Os neointegralistas foram o objeto de uma tese de doutorado defendida em 2012 por Jefferson Barbosa, professor da Faculdade de Filosofia e Ciências Sociais da Unesp em Marília. Ele avaliou quanto das motivações originais do movimento ainda está presente nos militantes de hoje. “No grupo do integralismo linearista (MIL-B) há alguns pontos divergentes, mas, de modo geral, grande parte dos militantes segue as mesmas ideias da década de 1930”, diz.

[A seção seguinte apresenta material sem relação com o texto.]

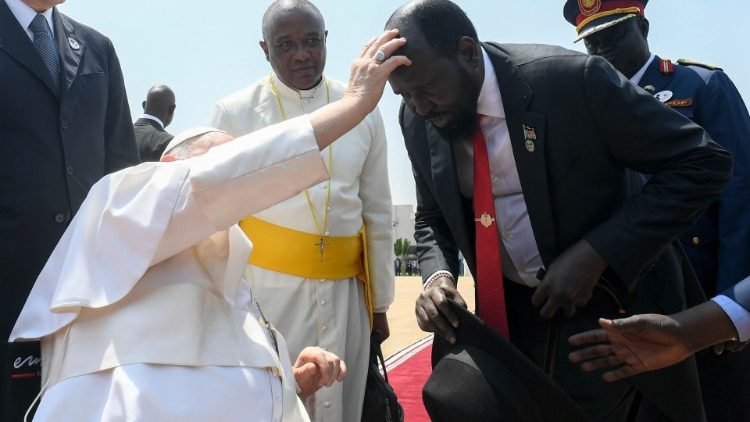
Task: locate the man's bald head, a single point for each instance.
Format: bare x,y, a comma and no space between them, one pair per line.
435,24
160,102
196,145
282,7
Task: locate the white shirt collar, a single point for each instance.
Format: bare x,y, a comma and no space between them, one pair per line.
636,79
154,118
300,94
25,14
490,101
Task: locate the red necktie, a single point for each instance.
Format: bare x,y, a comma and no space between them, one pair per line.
490,291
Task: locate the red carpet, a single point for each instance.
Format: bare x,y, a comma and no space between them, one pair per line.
408,371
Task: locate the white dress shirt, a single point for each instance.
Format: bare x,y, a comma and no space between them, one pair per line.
737,313
636,79
520,254
25,14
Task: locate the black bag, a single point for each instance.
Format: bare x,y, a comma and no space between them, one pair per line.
381,403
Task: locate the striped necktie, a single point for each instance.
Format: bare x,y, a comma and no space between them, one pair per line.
44,45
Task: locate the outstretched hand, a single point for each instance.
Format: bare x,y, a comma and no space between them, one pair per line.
632,345
316,368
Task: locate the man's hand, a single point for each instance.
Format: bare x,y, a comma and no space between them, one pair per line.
380,324
316,368
633,345
434,313
570,280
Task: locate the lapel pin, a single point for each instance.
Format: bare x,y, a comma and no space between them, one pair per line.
529,135
663,96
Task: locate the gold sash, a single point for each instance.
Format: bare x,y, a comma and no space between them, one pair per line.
297,253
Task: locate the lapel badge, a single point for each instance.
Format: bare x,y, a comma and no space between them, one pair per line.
529,135
485,220
663,96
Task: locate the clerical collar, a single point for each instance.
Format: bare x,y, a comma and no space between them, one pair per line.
300,94
636,79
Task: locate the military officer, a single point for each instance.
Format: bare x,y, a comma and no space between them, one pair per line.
718,245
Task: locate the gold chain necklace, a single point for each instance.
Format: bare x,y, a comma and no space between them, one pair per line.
321,229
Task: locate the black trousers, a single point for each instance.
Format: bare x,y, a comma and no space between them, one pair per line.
611,402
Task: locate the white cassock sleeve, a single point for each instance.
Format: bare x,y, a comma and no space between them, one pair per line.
375,193
142,215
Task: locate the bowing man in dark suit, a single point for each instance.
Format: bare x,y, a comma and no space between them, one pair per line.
522,158
158,111
64,123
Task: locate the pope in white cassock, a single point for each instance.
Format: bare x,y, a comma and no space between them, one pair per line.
325,254
142,310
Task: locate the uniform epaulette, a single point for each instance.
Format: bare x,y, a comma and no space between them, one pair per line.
687,62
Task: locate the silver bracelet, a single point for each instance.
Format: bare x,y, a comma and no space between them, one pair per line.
437,274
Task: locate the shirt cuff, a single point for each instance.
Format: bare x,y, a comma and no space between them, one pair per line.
740,316
440,273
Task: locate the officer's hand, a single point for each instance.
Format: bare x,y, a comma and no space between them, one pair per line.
434,313
570,280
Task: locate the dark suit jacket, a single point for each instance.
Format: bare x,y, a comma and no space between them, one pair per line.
151,139
55,145
591,127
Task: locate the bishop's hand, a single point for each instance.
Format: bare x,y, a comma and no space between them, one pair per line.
316,368
434,313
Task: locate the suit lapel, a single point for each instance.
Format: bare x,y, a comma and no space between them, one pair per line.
71,50
528,138
445,178
15,41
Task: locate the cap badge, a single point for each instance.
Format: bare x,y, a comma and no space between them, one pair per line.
589,7
663,96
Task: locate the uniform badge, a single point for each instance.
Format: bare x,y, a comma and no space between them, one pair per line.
685,102
529,135
589,7
485,220
663,96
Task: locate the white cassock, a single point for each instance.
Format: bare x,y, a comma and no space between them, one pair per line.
329,314
142,310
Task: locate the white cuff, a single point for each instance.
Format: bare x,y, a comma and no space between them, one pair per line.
740,316
437,274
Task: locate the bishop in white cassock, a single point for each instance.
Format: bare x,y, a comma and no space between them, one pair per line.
142,310
312,276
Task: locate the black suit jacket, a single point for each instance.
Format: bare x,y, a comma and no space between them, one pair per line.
55,145
151,139
593,128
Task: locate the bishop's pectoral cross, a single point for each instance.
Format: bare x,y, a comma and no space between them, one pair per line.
322,246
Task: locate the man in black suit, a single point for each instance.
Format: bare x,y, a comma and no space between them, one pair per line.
533,144
158,111
64,123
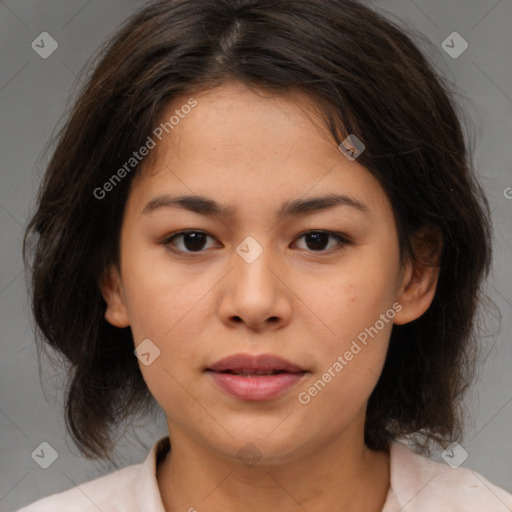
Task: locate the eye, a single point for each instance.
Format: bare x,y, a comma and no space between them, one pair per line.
317,241
194,241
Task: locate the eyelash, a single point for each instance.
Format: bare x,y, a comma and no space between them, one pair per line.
343,241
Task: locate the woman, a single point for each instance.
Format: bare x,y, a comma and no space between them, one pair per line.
259,198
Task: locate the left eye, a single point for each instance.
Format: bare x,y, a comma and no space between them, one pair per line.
194,241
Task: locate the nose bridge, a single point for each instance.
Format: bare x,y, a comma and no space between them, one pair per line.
253,292
253,264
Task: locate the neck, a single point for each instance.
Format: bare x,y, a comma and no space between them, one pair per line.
339,475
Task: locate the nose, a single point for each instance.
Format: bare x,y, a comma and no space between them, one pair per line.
255,293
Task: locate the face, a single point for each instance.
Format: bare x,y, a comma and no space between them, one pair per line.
317,286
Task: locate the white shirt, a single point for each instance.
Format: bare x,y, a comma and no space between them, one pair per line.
417,484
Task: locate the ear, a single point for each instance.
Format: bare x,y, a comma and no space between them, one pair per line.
419,280
111,289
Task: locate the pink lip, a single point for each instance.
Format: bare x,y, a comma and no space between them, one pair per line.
251,386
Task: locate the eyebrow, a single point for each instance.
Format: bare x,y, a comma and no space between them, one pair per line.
206,206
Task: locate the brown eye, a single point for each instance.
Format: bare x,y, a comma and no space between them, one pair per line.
188,241
317,241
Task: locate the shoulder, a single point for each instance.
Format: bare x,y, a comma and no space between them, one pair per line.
108,492
421,484
132,488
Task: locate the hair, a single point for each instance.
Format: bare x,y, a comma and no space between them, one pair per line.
367,78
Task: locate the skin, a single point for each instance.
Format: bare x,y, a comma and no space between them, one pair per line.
253,151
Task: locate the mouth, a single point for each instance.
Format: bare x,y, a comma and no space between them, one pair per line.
255,378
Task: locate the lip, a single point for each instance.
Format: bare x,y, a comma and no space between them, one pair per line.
254,387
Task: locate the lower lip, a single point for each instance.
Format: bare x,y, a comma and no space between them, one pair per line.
262,387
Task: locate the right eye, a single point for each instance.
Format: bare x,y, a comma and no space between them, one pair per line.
190,241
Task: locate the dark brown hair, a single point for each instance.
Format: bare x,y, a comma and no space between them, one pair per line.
369,79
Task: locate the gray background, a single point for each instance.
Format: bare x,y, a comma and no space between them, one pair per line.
34,94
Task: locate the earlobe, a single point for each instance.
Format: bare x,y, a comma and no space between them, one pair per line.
420,278
111,290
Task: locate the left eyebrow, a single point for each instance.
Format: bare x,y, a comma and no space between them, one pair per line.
209,207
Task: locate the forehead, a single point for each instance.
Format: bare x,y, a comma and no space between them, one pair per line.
247,148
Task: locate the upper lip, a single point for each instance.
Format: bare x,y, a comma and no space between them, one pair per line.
247,362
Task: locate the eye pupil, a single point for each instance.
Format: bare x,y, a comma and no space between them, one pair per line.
194,241
319,240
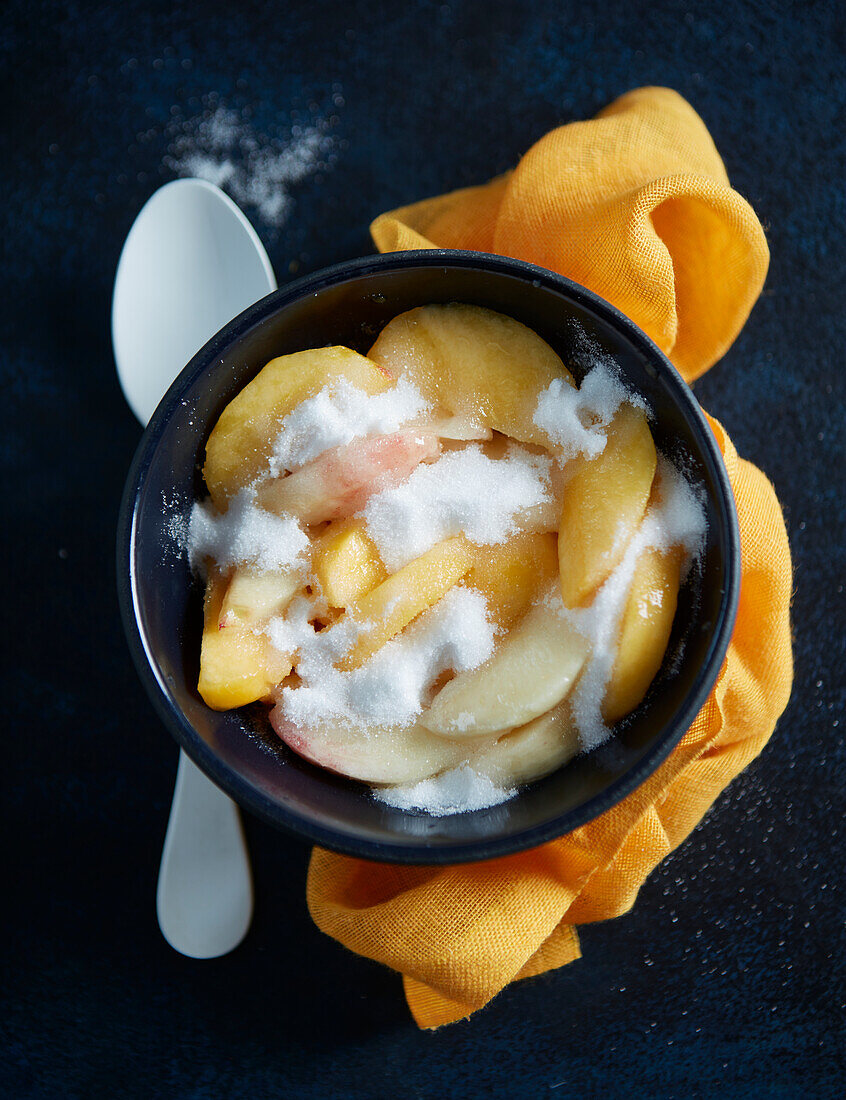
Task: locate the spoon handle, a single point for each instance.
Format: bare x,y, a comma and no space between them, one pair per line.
205,895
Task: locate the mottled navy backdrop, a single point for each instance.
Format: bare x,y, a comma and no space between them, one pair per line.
727,978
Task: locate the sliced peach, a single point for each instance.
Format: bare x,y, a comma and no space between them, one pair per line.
512,575
339,482
373,755
392,605
644,631
253,597
347,563
531,751
474,362
241,442
604,503
531,671
237,666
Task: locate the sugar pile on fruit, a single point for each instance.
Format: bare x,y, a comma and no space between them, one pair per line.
443,567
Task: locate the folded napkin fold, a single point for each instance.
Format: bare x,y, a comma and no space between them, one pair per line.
635,205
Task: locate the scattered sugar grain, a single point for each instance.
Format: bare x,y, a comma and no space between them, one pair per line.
223,149
464,492
245,535
339,414
459,791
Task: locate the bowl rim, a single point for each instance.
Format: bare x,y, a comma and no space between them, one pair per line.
273,812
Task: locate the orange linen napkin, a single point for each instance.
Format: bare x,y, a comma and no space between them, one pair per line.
635,205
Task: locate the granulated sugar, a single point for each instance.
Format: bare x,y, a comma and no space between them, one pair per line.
338,415
575,419
677,519
458,791
245,535
394,685
462,492
221,146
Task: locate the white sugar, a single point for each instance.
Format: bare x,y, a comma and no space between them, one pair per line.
462,492
245,535
574,420
458,791
338,415
677,519
394,685
221,146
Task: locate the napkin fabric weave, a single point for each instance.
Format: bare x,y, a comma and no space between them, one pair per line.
636,206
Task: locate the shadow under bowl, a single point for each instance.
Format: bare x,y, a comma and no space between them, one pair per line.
161,602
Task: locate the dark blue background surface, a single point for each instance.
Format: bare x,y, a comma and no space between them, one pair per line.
727,978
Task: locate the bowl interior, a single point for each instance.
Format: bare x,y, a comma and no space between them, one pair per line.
162,603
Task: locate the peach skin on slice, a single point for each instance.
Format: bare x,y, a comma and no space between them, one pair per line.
644,631
531,751
604,503
345,562
474,362
375,755
340,481
392,605
533,669
241,442
512,574
237,666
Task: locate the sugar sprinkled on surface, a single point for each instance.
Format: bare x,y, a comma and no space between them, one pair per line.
677,519
575,419
464,492
245,535
394,685
458,791
339,414
223,149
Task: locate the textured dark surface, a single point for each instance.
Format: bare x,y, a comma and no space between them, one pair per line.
727,977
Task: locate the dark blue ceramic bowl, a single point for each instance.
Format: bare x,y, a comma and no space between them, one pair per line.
161,602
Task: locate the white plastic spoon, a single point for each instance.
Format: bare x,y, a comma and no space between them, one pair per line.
191,262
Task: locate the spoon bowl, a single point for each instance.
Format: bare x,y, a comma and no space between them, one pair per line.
191,262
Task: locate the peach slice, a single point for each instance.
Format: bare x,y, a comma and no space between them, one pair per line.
375,755
645,630
604,503
237,666
474,362
531,751
347,563
241,442
339,482
531,671
511,575
392,605
253,597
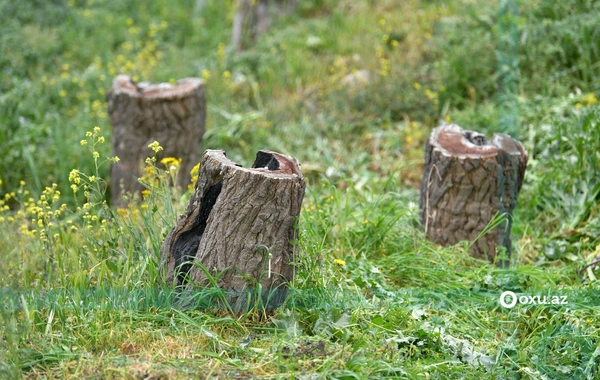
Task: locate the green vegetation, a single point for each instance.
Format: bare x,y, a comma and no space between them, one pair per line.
81,291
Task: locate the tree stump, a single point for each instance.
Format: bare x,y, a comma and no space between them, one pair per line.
467,180
142,113
240,222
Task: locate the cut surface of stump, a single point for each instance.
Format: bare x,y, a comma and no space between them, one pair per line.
173,115
467,180
240,226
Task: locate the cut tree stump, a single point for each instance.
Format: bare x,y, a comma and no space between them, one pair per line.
142,113
240,222
467,180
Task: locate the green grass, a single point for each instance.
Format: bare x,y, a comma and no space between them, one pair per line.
81,290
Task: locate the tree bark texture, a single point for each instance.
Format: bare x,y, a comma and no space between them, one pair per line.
467,180
240,226
141,113
252,19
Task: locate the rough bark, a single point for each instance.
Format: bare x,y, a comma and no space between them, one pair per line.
142,113
240,222
252,19
467,180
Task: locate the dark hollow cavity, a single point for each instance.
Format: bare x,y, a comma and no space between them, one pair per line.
266,160
186,246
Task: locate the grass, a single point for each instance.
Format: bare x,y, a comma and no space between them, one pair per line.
81,289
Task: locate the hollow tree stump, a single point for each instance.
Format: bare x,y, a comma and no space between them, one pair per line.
240,221
466,181
142,113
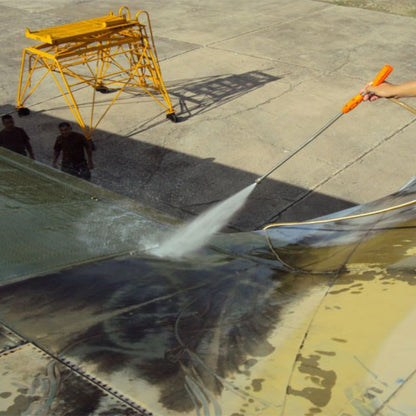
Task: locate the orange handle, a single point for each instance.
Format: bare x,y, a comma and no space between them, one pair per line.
380,78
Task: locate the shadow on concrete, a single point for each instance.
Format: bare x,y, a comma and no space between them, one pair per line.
178,184
200,95
181,185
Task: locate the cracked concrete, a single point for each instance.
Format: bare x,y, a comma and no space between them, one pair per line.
250,84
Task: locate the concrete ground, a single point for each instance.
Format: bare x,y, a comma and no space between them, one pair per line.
250,83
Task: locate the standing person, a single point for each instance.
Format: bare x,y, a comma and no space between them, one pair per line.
387,90
73,147
15,138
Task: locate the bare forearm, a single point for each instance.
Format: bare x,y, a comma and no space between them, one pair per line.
406,89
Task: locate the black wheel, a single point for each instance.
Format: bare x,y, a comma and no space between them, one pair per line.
172,117
23,111
102,89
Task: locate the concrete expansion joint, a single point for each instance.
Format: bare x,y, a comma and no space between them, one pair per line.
103,386
13,348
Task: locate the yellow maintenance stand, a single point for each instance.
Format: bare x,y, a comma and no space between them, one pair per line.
111,54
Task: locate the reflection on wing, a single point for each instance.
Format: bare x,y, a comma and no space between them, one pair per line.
93,325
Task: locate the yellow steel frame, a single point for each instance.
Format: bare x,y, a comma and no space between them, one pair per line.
109,54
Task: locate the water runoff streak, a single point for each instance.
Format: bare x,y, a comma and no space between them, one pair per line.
196,234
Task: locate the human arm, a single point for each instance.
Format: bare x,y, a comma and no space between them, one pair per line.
387,90
56,153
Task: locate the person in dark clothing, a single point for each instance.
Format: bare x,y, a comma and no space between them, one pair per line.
73,147
15,138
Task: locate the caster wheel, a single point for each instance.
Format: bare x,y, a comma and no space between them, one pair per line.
23,111
102,90
172,117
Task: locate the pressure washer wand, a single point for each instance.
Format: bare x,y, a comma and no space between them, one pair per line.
350,105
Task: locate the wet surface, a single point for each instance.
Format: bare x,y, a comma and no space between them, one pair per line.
299,319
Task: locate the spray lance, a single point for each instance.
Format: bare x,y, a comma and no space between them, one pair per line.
350,105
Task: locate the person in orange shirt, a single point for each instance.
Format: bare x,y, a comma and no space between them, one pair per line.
15,138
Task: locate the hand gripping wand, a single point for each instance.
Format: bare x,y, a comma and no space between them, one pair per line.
350,105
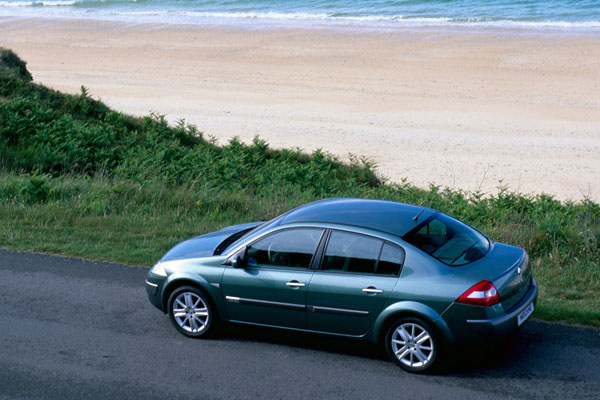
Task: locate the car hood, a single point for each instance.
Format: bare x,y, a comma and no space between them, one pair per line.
205,245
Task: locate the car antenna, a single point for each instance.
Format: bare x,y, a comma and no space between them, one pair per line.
416,217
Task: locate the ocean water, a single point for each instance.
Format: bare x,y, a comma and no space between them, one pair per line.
561,15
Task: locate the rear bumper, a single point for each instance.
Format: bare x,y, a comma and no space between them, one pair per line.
507,322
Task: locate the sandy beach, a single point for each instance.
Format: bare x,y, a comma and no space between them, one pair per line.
458,109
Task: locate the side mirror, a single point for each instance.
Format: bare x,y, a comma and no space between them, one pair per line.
238,262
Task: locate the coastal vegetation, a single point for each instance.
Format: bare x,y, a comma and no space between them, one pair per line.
80,179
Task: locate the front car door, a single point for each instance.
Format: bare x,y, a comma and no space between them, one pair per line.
271,289
357,275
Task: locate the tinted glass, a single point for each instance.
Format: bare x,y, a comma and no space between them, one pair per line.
350,252
390,261
448,240
290,248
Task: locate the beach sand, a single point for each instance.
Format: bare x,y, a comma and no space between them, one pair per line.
458,109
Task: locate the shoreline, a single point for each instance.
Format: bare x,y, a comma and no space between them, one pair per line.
462,110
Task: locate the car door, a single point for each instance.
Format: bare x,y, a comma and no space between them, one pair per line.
357,275
271,288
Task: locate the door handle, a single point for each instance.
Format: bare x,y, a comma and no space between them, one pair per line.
295,284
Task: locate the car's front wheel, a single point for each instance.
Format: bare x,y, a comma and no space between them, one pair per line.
191,312
411,343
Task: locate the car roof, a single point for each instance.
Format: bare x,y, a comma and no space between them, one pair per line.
386,216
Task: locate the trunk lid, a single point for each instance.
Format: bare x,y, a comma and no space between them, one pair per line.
507,267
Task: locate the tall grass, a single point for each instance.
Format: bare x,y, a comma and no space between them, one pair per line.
80,179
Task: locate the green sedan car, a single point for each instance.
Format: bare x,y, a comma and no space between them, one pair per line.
408,277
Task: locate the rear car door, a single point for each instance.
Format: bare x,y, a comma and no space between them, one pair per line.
271,289
357,275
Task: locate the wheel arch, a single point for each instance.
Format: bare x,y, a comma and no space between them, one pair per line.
408,309
179,280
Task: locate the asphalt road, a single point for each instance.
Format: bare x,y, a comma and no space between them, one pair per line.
74,329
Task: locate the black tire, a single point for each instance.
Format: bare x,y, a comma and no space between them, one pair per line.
417,356
191,312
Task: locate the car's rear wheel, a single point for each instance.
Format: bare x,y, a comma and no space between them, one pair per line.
411,343
191,312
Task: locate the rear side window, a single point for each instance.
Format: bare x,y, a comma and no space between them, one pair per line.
448,240
351,252
390,261
291,248
356,253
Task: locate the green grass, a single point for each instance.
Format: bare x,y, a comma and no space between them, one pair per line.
79,179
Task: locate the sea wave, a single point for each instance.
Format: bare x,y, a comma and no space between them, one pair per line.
191,16
36,3
394,19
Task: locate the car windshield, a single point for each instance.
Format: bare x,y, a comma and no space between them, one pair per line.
448,240
241,236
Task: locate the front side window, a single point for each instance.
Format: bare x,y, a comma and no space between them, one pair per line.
291,248
351,252
448,240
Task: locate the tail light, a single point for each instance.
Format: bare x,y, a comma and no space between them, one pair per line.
483,293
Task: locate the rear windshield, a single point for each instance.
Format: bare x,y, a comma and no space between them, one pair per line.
448,240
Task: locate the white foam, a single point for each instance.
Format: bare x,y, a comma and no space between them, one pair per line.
36,3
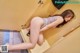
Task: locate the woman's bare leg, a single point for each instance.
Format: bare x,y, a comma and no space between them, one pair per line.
40,39
34,35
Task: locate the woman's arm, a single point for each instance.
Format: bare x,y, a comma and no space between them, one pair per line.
53,24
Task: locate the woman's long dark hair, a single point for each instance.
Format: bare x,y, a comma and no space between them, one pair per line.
64,14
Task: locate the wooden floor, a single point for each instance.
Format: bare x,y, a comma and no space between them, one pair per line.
11,38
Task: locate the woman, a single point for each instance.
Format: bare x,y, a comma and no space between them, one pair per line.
38,25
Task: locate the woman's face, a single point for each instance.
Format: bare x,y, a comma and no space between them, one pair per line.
68,17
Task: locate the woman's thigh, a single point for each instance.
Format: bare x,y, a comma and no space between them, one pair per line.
35,29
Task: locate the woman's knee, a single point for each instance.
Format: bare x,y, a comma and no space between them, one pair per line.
32,45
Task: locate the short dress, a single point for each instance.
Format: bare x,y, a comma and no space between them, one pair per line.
48,20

Uma destas ideias é a democracia orgânica, um conceito bem diferente da democracia partidária, em que os diferentes grupos disputam o poder por meio das urnas. Na versão orgânica dos neointegralistas, as câmaras legislativas deixariam de ser a principal instância de representação eleitoral. Em seu lugar entrariam representantes escolhidos pelas diferentes categorias profissionais. O modelo também é chamado de corporativista e foi adotado na Itália fascista. “Todos os regimes autoritários do início do século 20 seguiam o corporativismo”, afirma Barbosa.